'New math' on health reform

Wednesday, October 14, 2009



President Barack Obama deserves credit for insisting that health care reform not add to the federal deficit. His allies on the Senate Finance Committee deserve credit for trying to meet that demand in a bill that it approved by a 14-9 margin Tuesday. But that doesn't mean Americans, including federal lawmakers, should fail to read between the lines of last week's Congressional Budget Office forecast that the legislation would reduce the deficit by $81 billion over the next 10 years.

As a Wall Street Journal front-page headline put it last week, that figure is a product of "new math." Among the numbers games that the writers of the $829 billion bill played to produce the desired outcome:

--$404 billion in Medicare cuts that supposedly will lower waste without lowering benefits.

--$201 billion from a 40 percent excise tax on insurers who provide some high-end plans.

--A wide array of additional annual "fees" (taxes would be a more accurate term) on insurers, medical-device manufacturers and drug companies.

--New limits on health care tax exemptions.

Those extra taxes would be passed on to consumers, according to a new analysis of the Senate bill released this week by the prestigious accounting firm of PricewaterhouseCoopers. Commissioned by the American Health Insurance Plans industry group, which represents nearly 1,300 insurance companies, the study projects that the legislation would add $1,700 to an average family's annual coverage cost in 2013, the first year most of the bill would take effect.

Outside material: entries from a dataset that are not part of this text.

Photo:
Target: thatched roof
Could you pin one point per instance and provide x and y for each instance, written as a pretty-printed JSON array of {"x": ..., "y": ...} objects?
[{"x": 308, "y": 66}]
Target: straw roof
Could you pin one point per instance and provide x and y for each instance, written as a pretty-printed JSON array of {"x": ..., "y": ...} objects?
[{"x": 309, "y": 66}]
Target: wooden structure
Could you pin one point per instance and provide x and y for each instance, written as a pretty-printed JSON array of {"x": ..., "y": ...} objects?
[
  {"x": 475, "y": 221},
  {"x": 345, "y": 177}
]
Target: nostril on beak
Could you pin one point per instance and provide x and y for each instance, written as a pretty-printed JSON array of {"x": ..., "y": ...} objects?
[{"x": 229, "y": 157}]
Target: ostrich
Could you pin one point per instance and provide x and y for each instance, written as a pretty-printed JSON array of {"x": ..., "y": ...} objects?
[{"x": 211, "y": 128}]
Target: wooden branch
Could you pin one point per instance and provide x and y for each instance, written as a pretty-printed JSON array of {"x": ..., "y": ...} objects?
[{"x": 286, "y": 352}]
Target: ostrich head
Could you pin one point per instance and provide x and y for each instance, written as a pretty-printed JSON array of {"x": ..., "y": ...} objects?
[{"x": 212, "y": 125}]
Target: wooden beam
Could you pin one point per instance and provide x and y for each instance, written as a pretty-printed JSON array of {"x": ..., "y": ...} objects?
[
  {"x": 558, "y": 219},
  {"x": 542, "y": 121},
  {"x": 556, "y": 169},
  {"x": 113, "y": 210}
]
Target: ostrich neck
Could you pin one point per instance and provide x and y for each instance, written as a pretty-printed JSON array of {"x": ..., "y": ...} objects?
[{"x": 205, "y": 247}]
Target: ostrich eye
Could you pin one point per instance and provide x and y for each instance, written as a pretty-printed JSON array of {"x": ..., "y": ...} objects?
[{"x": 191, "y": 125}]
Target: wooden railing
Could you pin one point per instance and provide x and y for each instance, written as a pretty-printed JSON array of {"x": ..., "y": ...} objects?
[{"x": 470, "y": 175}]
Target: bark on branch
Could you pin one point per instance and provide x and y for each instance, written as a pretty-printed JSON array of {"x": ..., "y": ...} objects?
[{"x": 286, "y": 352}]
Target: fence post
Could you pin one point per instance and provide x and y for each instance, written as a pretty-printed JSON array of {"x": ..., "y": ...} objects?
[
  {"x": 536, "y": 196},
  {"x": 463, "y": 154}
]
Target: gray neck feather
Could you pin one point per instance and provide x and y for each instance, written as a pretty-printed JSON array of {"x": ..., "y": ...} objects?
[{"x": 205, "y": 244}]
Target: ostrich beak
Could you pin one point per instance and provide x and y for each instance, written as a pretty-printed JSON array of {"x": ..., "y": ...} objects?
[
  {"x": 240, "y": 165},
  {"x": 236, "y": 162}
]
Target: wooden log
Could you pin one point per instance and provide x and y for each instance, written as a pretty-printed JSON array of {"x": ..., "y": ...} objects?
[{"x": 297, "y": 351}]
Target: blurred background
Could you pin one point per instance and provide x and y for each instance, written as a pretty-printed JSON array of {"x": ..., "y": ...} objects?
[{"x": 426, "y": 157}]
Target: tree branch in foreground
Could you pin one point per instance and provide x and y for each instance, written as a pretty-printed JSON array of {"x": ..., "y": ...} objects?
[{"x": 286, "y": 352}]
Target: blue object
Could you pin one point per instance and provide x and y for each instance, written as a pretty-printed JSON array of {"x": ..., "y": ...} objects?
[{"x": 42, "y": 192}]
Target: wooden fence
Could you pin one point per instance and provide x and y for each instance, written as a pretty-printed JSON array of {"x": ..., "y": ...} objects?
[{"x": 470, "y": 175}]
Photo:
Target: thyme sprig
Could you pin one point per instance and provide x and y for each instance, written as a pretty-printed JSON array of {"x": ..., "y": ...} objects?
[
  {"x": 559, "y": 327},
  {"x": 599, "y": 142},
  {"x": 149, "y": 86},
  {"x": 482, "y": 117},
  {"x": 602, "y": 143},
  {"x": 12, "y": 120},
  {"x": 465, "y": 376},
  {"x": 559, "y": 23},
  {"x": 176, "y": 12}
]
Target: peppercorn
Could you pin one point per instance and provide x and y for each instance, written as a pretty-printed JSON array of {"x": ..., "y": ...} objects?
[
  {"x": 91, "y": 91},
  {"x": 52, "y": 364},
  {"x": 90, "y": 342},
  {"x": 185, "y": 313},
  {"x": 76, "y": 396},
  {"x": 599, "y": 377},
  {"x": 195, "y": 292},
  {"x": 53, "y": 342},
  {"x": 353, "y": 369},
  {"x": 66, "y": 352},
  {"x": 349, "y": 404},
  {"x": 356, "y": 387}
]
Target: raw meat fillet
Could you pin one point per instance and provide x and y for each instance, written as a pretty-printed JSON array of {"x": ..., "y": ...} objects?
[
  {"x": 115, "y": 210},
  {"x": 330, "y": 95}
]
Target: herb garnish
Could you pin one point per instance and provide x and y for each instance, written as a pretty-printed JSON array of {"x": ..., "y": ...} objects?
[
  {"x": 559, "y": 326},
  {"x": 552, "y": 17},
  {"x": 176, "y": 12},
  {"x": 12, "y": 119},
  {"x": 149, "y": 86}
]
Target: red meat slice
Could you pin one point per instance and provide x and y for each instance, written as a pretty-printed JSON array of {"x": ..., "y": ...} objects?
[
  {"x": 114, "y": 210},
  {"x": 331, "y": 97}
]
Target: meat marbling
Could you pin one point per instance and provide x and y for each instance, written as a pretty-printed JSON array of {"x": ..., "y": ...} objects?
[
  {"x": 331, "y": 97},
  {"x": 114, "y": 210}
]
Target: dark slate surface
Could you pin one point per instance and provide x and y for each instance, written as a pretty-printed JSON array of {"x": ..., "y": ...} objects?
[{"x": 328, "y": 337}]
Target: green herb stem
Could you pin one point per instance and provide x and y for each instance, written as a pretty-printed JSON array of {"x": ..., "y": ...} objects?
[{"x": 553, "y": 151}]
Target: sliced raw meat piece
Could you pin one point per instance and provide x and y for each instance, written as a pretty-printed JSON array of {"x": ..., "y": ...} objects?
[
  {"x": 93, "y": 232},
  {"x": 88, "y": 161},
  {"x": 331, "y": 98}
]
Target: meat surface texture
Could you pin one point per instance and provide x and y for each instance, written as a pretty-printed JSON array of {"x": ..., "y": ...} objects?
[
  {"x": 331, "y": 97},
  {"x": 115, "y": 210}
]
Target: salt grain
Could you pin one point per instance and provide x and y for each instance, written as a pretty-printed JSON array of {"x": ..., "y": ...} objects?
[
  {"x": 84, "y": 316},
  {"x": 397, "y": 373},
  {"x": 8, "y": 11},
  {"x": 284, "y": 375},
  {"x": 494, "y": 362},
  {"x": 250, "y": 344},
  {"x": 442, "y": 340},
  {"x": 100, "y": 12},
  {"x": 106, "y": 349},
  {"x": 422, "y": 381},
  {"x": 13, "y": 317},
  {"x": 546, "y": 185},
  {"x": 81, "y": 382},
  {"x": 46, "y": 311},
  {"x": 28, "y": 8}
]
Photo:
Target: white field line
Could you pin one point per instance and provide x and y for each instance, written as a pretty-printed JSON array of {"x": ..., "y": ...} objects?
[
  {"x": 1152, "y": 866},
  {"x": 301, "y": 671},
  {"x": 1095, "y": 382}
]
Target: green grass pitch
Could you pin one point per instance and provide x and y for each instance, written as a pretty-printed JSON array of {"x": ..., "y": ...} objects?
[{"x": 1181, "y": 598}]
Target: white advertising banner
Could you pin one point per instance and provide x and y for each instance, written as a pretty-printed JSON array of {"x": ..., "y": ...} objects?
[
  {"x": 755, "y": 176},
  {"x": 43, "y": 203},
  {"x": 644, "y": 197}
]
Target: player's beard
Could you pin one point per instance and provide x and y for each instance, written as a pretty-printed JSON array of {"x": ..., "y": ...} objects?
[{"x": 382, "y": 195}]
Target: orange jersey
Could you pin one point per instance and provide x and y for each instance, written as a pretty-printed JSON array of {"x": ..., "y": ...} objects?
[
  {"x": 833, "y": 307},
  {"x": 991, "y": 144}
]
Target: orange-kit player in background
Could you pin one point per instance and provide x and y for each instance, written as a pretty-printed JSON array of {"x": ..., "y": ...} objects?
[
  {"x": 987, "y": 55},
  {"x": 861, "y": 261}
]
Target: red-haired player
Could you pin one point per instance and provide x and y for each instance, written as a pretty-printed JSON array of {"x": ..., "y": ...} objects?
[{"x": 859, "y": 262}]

The Senate bill is also is based on the faulty -- and familiar -- premise of vast Medicare savings. The far-fetched notion that Medicare costs will decline rather than ascend over time has been repeatedly disproved throughout the history of the program, which now faces looming fiscal disaster with the demographic crunch of Baby Boomer retirements.

And as columnist Rich Lowry pointed out on our Sunday Commentary page, the new CBO report contained this telling sentence: "These projections assume that the proposals are enacted and remain unchanged throughout the next two decades, which is often not the case for major legislation."

Just as long-term projections for Medicare costs have scant reliability, so do long-term projections of overall health care reform costs.

Again, though, at least the president and his congressional allies are trying to address those cost concerns. The president has even, over the last month or so, lowered his count of uninsured Americans from 46 million to 30 million. That's progress of a sort.

But don't count on the Senate bill that the finance committee approved Tuesday saving America -- and Americans -- any money in the long run.

Instead, consider the consistently dismal record of past "reforms" that were supposed to lower medical expenses and count on that legislation, if passed into law, plunging our nation even deeper into the health care red.